Aoandon.
青行燈(Aoandon)
— Blue Lantern
Aoandon is the blue-lantern spirit feared at the climax of the hyaku monogatari ghost-story gathering, when the room darkens and playful storytelling begins to feel like a real summons.
§Appearance
Aoandon (青行燈, あおあんどん) is less a beast than a culminating apparition. It is commonly imagined as a womanlike ghost or shadowy presence emerging from cold blue lantern light, with loose dark hair, pale skin, and a room already drained of safety by the stories told within it. The figure can be slender and almost elegant, but the lamp's unnatural glow makes it clear that this is not an ordinary visitor.

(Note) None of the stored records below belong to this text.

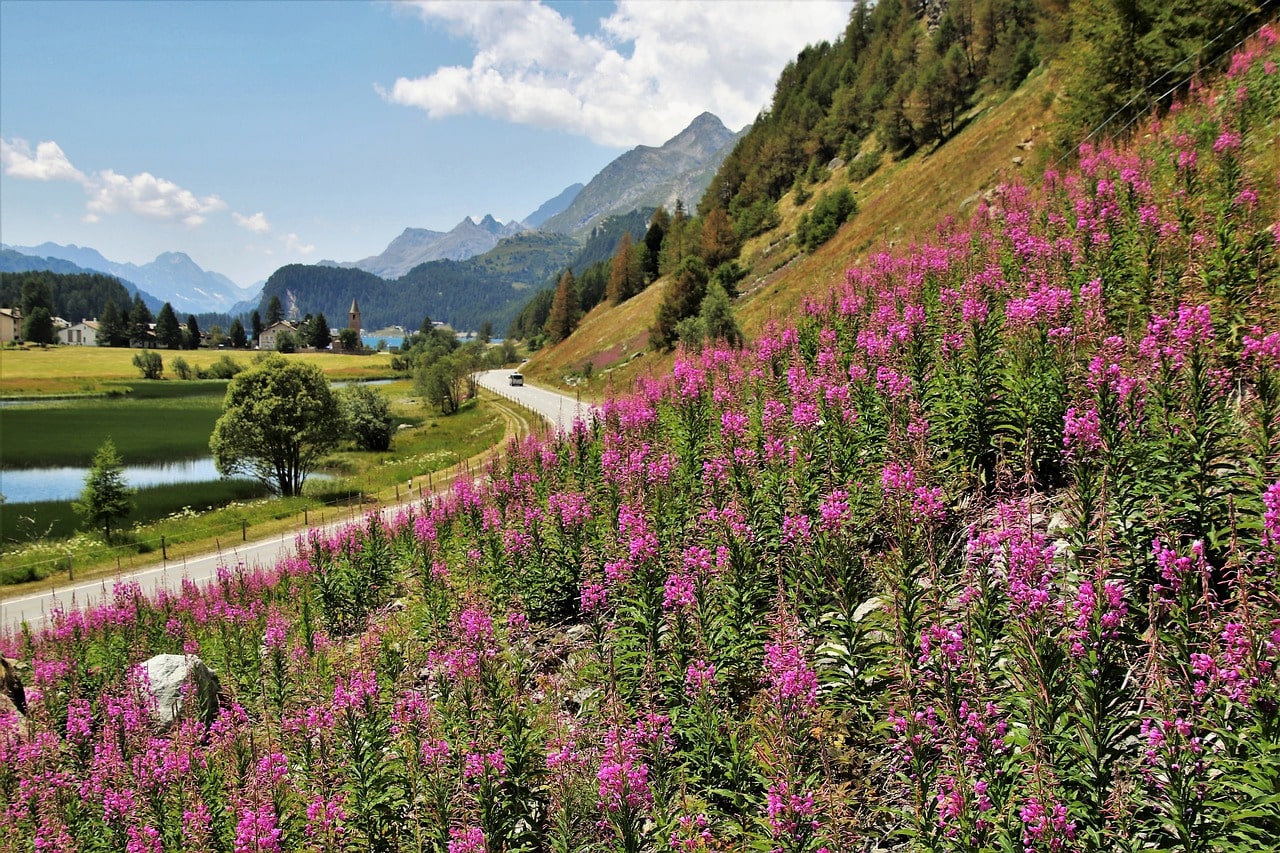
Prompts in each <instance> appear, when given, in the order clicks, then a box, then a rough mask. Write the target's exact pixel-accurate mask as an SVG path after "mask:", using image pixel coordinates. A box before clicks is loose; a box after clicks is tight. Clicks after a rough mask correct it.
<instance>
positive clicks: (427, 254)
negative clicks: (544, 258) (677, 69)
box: [320, 215, 527, 278]
mask: <svg viewBox="0 0 1280 853" xmlns="http://www.w3.org/2000/svg"><path fill="white" fill-rule="evenodd" d="M522 231H527V228H526V227H525V225H524V224H521V223H518V222H511V223H506V224H503V223H500V222H498V220H497V219H494V218H493V216H492V215H485V216H484V219H481V220H480V222H476V220H475V219H472V218H471V216H467V218H466V219H463V220H462V222H460V223H458V224H457V225H454V227H453V231H449V232H439V231H428V229H426V228H406V229H404V231H403V232H402V233H401V236H399V237H397V238H396V240H393V241H392V242H390V243H389V245H388V246H387V248H384V250H383V252H381V254H380V255H374V256H371V257H365V259H362V260H358V261H347V263H338V261H320V265H323V266H342V268H346V269H362V270H365V272H366V273H372V274H374V275H378V277H380V278H399V277H401V275H403V274H404V273H407V272H410V270H411V269H413V268H415V266H417V265H419V264H425V263H428V261H434V260H466V259H468V257H475V256H476V255H483V254H485V252H486V251H489V250H490V248H493V247H494V246H497V245H498V241H500V240H502V238H503V237H512V236H515V234H518V233H520V232H522Z"/></svg>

The visual power of aoandon comes from concentration rather than movement. Unlike a road spirit or attacking monster, it appears in a room where people have prepared the conditions for fear. The body and the lantern belong together. The spirit seems to condense out of the final light itself, as if story, expectation, and darkness have become visible at the same instant.
§Interactions
Aoandon is bound to the hyaku monogatari kaidankai, the game in which one hundred strange tales are told while lights are extinguished one by one. Its role is to appear at the dangerous threshold where performance may become reality. Because of that, the encounter is collective. The spirit comes not to a solitary wanderer but to a group that has chosen, together, to make a room hospitable to haunting.
Many tellings suggest that players stop short of the final tale precisely to avoid whatever would answer the last extinguished light. Aoandon therefore functions as a warning built into the ritual of storytelling itself. The more carefully the game is staged, the more convincingly the room can become a place where an invited presence actually arrives.